Ralf Baur

Ralf Baur

Detlef Röhr ist mehr als sein halbes Leben für die Seenotretter ehrenamtlich aktiv: Seit 1981 löscht der heute 73-Jährige in Berlin die Ladung mehrerer Sammelschiffchen, zudem informiert er auf Veranstaltungen und Messen.

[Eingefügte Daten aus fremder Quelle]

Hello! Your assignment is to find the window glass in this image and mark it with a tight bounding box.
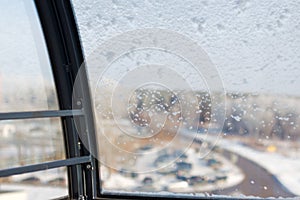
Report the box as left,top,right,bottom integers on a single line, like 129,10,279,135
0,167,68,200
0,118,65,169
0,0,67,200
73,0,300,198
0,0,58,112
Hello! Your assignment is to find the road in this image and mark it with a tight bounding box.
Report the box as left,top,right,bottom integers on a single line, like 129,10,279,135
211,150,295,198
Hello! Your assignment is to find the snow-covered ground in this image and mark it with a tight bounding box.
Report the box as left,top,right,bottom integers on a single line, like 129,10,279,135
206,136,300,195
103,145,244,193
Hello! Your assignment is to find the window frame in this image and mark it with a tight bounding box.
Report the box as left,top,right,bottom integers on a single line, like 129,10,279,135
0,0,282,200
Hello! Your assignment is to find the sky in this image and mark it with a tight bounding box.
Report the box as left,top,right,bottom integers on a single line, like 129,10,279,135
0,0,300,96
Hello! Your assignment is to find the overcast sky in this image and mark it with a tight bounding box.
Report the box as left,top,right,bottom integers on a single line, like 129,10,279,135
0,0,300,95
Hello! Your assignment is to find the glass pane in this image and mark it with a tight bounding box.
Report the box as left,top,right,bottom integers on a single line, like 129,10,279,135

Wenn Detlef Röhr über den Ursprung seiner großen Affinität zur Seefahrt spricht, erzählt er eine besonders prägende Episode aus seiner Kindheit: Sein Onkel Gerd arbeitet als Pförtner am Autoverladehafen in Bremerhaven und nimmt ihn immer wieder dorthin mit. An einem Tag bittet er seinen Neffen, auf einem norwegischen Frachter den deutschsprachigen Maschinisten zu suchen und diesen zum Pförtnerhaus zu bringen. Wenig später setzt der Junge aus Berlin-Neukölln erstmals einen Fuß auf ein derart großes Schiff, nimmt den ersten Eingang, geht ein paar Schritte. Er schaut erst nach rechts, dann nach links. Er weiß nicht, wohin er gehen muss. Das schier endlose Gewirr von Niedergängen, Decks und Gängen ist für ihn unübersichtlich. Dennoch steht er fasziniert im Bauch des Autofrachters. Irgendwann findet er den Weg in den Maschinenraum, staunt über die riesigen Motoren, findet und informiert den gesuchten Seemann. Mit dessen Hilfe schafft er es wieder nach draußen. Dort verschluckt ihn das geschäftige Treiben des Hafens, das er so liebt.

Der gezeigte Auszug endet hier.